Esteban Trueba eventually moves to the Trueba house in the capital as well, although he continues to spend periods of time in Tres Marías. He becomes isolated from every member of his family except for little Alba, whom he is very fond of. Esteban runs as a senator for the Conservative Party but is nervous about whether or not he will win. Clara speaks to him, through signs, informing him that "those who have always won will win again" – this becomes his motto. Clara then begins to speak to Esteban through signs, although she keeps her promise and never actually speaks to him again. A few years later, Clara dies peacefully and Esteban is overwhelmed with grief.

Alba is a solitary child who enjoys playing make-believe in the basement of the house and painting the walls of her room. Blanca has become very poor since leaving Jean de Satigny's house, getting a small income out of selling pottery and giving pottery classes to mentally ill children, and is once again dating Pedro Tercero, now a revolutionary singer/songwriter. Alba and Pedro are fond of each other, but do not know they are father and daughter, although Pedro suspects this. Alba is also fond of her uncles. Nicolás is eventually kicked out by his father, supposedly moving to North America.

When she is older, Alba attends a local college where she meets Miguel, now a grown man, and becomes his lover. Miguel is a revolutionary, and out of love for him, Alba involves herself in student protests against the conservative government. After the victory of the People's Party (a socialist movement), Alba celebrates with Miguel.

Fearing a Communist dictatorship, Esteban Trueba and his fellow politicians plan a military coup of the socialist government. However, when the military coup is set into action, the military men relish their power and grow out of control.

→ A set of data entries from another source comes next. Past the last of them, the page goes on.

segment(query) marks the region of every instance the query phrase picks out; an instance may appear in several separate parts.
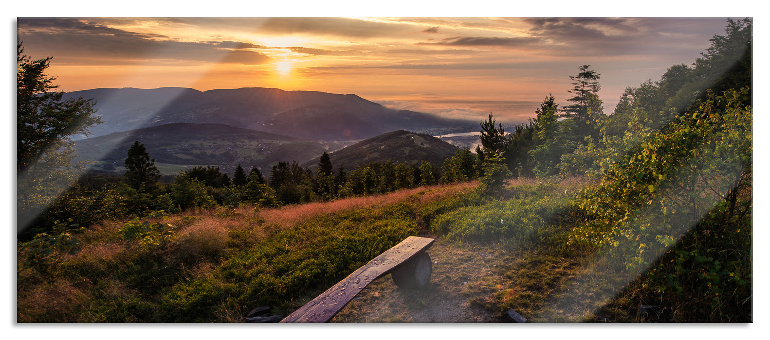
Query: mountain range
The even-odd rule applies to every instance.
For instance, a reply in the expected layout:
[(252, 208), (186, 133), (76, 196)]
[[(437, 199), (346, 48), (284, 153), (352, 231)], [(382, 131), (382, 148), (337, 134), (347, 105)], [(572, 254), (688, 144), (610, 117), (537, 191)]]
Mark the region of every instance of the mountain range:
[[(388, 159), (417, 166), (420, 161), (424, 160), (436, 168), (440, 168), (444, 161), (454, 155), (457, 149), (457, 146), (430, 135), (399, 130), (330, 153), (329, 159), (335, 168), (344, 165), (348, 171), (357, 165)], [(302, 165), (315, 168), (320, 158), (316, 157)]]
[(394, 130), (467, 132), (478, 122), (386, 108), (356, 95), (244, 88), (95, 88), (65, 92), (93, 98), (103, 124), (92, 136), (169, 123), (216, 123), (326, 142), (357, 141)]

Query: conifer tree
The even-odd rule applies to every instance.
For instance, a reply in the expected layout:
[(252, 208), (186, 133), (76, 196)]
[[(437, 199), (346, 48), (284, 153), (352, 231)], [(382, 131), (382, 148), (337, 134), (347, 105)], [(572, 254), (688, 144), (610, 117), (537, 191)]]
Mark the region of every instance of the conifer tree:
[(236, 167), (236, 171), (233, 174), (233, 184), (236, 186), (245, 185), (248, 183), (248, 179), (246, 176), (246, 172), (243, 170), (243, 167), (240, 166), (239, 164)]
[(155, 166), (155, 159), (149, 158), (144, 145), (135, 141), (129, 148), (128, 157), (126, 158), (126, 173), (123, 174), (126, 183), (135, 189), (139, 189), (142, 183), (146, 188), (160, 178), (160, 172)]
[(574, 87), (569, 90), (574, 97), (567, 99), (573, 104), (564, 106), (561, 109), (561, 117), (567, 118), (574, 124), (572, 140), (583, 141), (584, 137), (591, 135), (598, 137), (595, 116), (602, 114), (601, 101), (597, 93), (601, 89), (599, 85), (599, 74), (589, 69), (590, 65), (584, 65), (578, 68), (581, 72), (577, 75), (571, 75)]
[(489, 119), (481, 122), (481, 146), (476, 147), (476, 153), (479, 158), (483, 159), (492, 154), (502, 154), (504, 158), (505, 146), (507, 140), (505, 138), (505, 129), (503, 128), (503, 123), (500, 123), (497, 127), (494, 126), (494, 119), (492, 118), (492, 112), (489, 113)]
[(249, 172), (248, 180), (249, 180), (249, 182), (251, 182), (252, 180), (255, 180), (258, 183), (266, 184), (266, 183), (265, 183), (265, 176), (262, 175), (262, 172), (259, 171), (259, 168), (257, 168), (256, 166), (253, 167), (253, 168), (252, 168), (251, 171)]
[(334, 173), (334, 169), (332, 167), (332, 161), (329, 157), (329, 153), (323, 152), (323, 155), (321, 155), (320, 159), (318, 161), (318, 172), (317, 173), (325, 174), (331, 175)]
[(432, 185), (435, 182), (436, 179), (433, 173), (433, 165), (430, 165), (430, 162), (424, 160), (420, 163), (420, 185)]

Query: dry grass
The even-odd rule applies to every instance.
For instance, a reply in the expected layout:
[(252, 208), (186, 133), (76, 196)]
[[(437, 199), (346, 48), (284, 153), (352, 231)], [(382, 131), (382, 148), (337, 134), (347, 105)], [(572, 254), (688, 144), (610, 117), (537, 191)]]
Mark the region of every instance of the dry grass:
[[(313, 202), (298, 205), (288, 205), (278, 208), (264, 209), (259, 212), (259, 217), (266, 225), (276, 225), (282, 228), (293, 226), (304, 220), (319, 215), (339, 214), (352, 212), (366, 207), (379, 207), (392, 205), (403, 201), (413, 195), (427, 192), (424, 200), (438, 199), (457, 191), (466, 191), (475, 188), (477, 182), (459, 183), (451, 185), (434, 185), (400, 190), (383, 195), (375, 195), (363, 197), (336, 199), (324, 202)], [(244, 215), (253, 214), (253, 207), (242, 206), (236, 209), (236, 212)]]
[(508, 257), (494, 245), (456, 245), (437, 239), (424, 290), (399, 288), (390, 275), (364, 288), (331, 322), (500, 322), (497, 271)]
[(242, 222), (226, 218), (198, 220), (179, 232), (172, 246), (171, 254), (179, 258), (216, 258), (227, 246), (227, 231), (238, 228), (241, 224)]

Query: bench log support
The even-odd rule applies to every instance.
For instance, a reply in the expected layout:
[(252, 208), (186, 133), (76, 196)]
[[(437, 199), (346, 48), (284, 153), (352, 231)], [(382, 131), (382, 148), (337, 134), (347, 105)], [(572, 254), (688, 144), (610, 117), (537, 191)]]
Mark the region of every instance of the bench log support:
[[(424, 287), (430, 280), (430, 268), (427, 268), (427, 278), (425, 278), (425, 250), (433, 245), (434, 239), (410, 236), (396, 246), (388, 249), (369, 263), (358, 268), (345, 279), (337, 282), (332, 288), (318, 295), (316, 298), (286, 317), (281, 322), (326, 322), (330, 320), (340, 310), (345, 307), (353, 297), (377, 278), (393, 271), (399, 270), (403, 264), (406, 272), (416, 272), (418, 287)], [(413, 261), (409, 260), (414, 258)], [(427, 265), (430, 265), (430, 257), (427, 256)], [(403, 271), (402, 271), (403, 272)], [(395, 280), (394, 280), (395, 281)], [(412, 285), (412, 280), (407, 279)], [(397, 282), (397, 284), (399, 282)], [(399, 285), (400, 287), (401, 285)]]

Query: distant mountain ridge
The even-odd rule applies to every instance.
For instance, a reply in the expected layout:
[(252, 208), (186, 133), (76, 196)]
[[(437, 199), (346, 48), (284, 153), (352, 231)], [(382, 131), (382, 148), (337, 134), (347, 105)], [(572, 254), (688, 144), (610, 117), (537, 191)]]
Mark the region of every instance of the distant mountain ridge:
[[(373, 137), (329, 154), (335, 169), (342, 164), (346, 171), (357, 165), (373, 162), (406, 162), (420, 165), (421, 161), (430, 162), (440, 168), (444, 161), (451, 158), (458, 150), (457, 146), (430, 135), (399, 130)], [(320, 157), (302, 164), (303, 167), (317, 168)]]
[(122, 172), (134, 141), (145, 145), (166, 175), (195, 165), (219, 166), (226, 172), (238, 164), (269, 169), (280, 161), (306, 162), (343, 147), (223, 124), (171, 123), (77, 141), (78, 158), (96, 161), (96, 170)]
[(64, 98), (94, 98), (104, 124), (95, 136), (169, 123), (216, 123), (323, 141), (354, 141), (393, 130), (433, 135), (477, 128), (477, 122), (396, 110), (356, 95), (243, 88), (94, 88)]

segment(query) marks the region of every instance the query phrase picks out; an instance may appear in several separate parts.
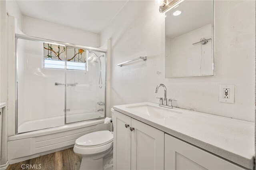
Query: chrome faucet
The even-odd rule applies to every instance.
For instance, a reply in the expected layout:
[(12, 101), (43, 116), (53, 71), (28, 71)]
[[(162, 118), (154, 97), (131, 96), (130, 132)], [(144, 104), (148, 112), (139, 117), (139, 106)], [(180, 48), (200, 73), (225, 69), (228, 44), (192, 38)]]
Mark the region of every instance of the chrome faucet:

Esteban's son Jaime is killed by power-driven soldiers along with other supporters of the government. After the coup, people are regularly kidnapped and tortured. Esteban helps Blanca and Pedro Tercero flee to Canada, where the couple finally find their happiness.

The military regime attempts to eliminate all traces of opposition and eventually comes for Alba. She is made the prisoner of Colonel Esteban García, the son of Esteban Trueba's and Pancha Garcia's illegitimate son, and hence the grandson of Esteban Trueba. During an earlier visit to the Trueba house, García had molested Alba as a child. In pure hatred of her privileged life and eventual inheritance, García tortures Alba repeatedly, looking for information on Miguel. He rapes her, thus completing the cycle that Esteban Trueba put into motion when he raped Pancha García. When Alba loses her will to live, she is visited by Clara's spirit who tells her not to wish for death, since it can easily come, but to wish to live. She becomes to write down her family's story in her mind.

García, fearful of his growing attachment to Alba, discards her. Esteban Trueba manages to free Alba with the help of Miguel and Tránsito Soto, his old friend and the brothel madam. After helping Alba write their memoir, Esteban Trueba dies in the arms of Alba, accompanied by Clara's spirit; he is smiling, having avoided Férula's prophecy that he will die like a dog. Alba is pregnant, though whether the child is Miguel's or the product of her rape is unknown. Alba embraces this ambiguity, however, loving her unborn child as above all, it is her own. Alba resolves that she will not seek vengeance on those who have injured her, choosing to believe in the hope that one day the human cycle of hate and revenge will be broken. Alba is revealed to be the narrator of the novel, which she writes while she waits for Miguel and for the birth of her child.